Cybersecurity: Smart Defenses for Smart Manufacturing Production
Protecting your manufacturing network involves the entire organization.
It is very difficult to go through a business day without another notice of a cybersecurity breach. Reported in February of this year, hackers infiltrated Tesla’s cloud environment and stole computer resources to mine cryptocurrency (dubbed “cryptojacking”), while some proprietary data related to mapping, telemetry and vehicle servicing was also reportedly exposed.
The breach was swiftly rectified, according to a Tesla spokesperson, who added there was “no indication” the breach impacted customer privacy or compromised the security of its vehicles.
According to MForesight: Alliance for Manufacturing Foresight (Ann Arbor, MI), improving cybersecurity for the manufacturing supply chain is a particularly serious need. Facing constant pressure to improve production efficiencies, manufacturing supply chains are necessarily connected, integrated and interdependent. But, securing the entire supply chain is not a top-down mission. Rather, it depends on security decision-making at the local factory level.
Standards organizations are one place to look for such emerging public-private partnerships. The National Cybersecurity Center of Excellence (NCCoE), a part of the National Institute of Standards and Technology (NIST) of the U.S. Department of Commerce, is a collaborative hub where industry organizations, government agencies and academic institutions are working together to address businesses’ most pressing cybersecurity challenges. This public-private partnership enables the creation of practical cybersecurity solutions for specific industries or broad, cross-sector technology challenges. Working with technology partners—from Fortune 50 market leaders to smaller companies specializing in IT security—the NCCoE and NIST are developing modular, easily adaptable examples of cybersecurity solutions demonstrating how to apply standards and best practices using commercially available technology.
For example, the NIST Engineering Laboratory (EL), in conjunction with the NCCoE will produce a series of solutions demonstrating cybersecurity capabilities for manufacturing organizations and then create a NIST Cybersecurity Framework (CSF). The five functions of NIST’s Cybersecurity Framework Core are:
- Identify – Develop the organizational understanding to manage cybersecurity risk to systems, assets, data and capabilities.
- Protect – Develop and implement appropriate safeguards to ensure delivery of critical infrastructure services.
- Detect – Develop and implement the appropriate activities to identify the occurrence of a cybersecurity event.
- Respond – Develop and implement the appropriate response actions regarding a detected cybersecurity event.
- Recover – Develop and implement the appropriate activities to maintain plans for resilience and to restore any impaired capabilities or services due to a cybersecurity event.
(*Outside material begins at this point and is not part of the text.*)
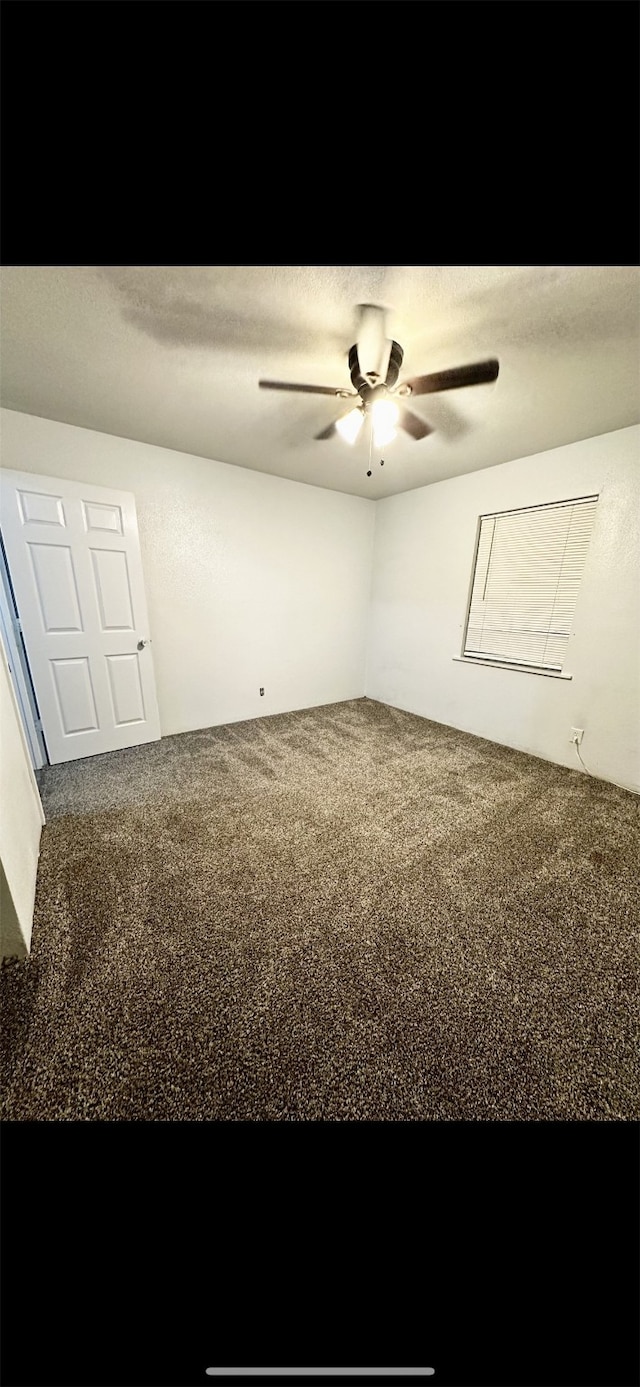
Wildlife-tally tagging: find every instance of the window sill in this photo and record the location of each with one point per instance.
(522, 669)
An Integrated Security Spectrum
Security does not exist in a vacuum. Automation suppliers are integrating security into an overall automation spectrum that includes data gathering, performance monitoring and predictive maintenance. At a recent Automation Fair, Sherman Joshua, Portfolio Manager for Connected Services at Rockwell Automation, described it this way. “Our people walk a customer’s facility, collect all its assets and profiles and put them in a hierarchy,” he explained. “After that, we do ongoing evaluations with integrated tools that do passive monitoring to keep the inventory up to date.”
“Besides simply monitoring switches and servers, we also evaluate asset health, because device performance can also indicate that an abnormal event may be happening,” said Joshua. “If a switch or other component is heating up unexpectedly, it could indicate an attack.”
In addition to monitoring and reporting on networks and hardware for customers, Joshua added they can also use their new network manager software to easily monitor and troubleshoot their networks on their own, with little IT expertise required. “It’s a blend of us and our user monitoring their networks,” explained Joshua. “It’s information technology (IT) horsepower at an operations technology (OT) skill set.”
The Holistic Approach
Solving emerging security challenges is a vital part of ongoing continuous improvement in manufacturing. In addition to keeping up to date on emerging cybersecurity research on the federal level, the factory level also requires common-sense tips including:
- Identifying and compartmentalizing key information and technology. In other words, know who has access to critical information. Don’t put all your eggs in one basket – better to lose a piece of the puzzle than the entire picture.
- Conducting training for managers on at-risk behavioral traits that indicate an increased likelihood of insider spying, such as unreported foreign trips, seeking proprietary or classified information unrelated to work duties, paranoia about being investigated and disproportionate anger over career disappointments.
- Ensuring coordination and collaboration between HR, security, IT and all employees, not only for updating passwords and security patches, but also for creating a culture of accountability and security where data protection is seen as everyone’s responsibility. The best asset in any organization is the employee that has the training, awareness and dedication to spot an issue and the courage to raise it to management.
As threats become more prevalent, it is critical for manufacturers to take necessary steps to protect their companies. The value of production efficiency is not only found in lean practices. It’s also in securing the company for its stakeholders, workers and customers.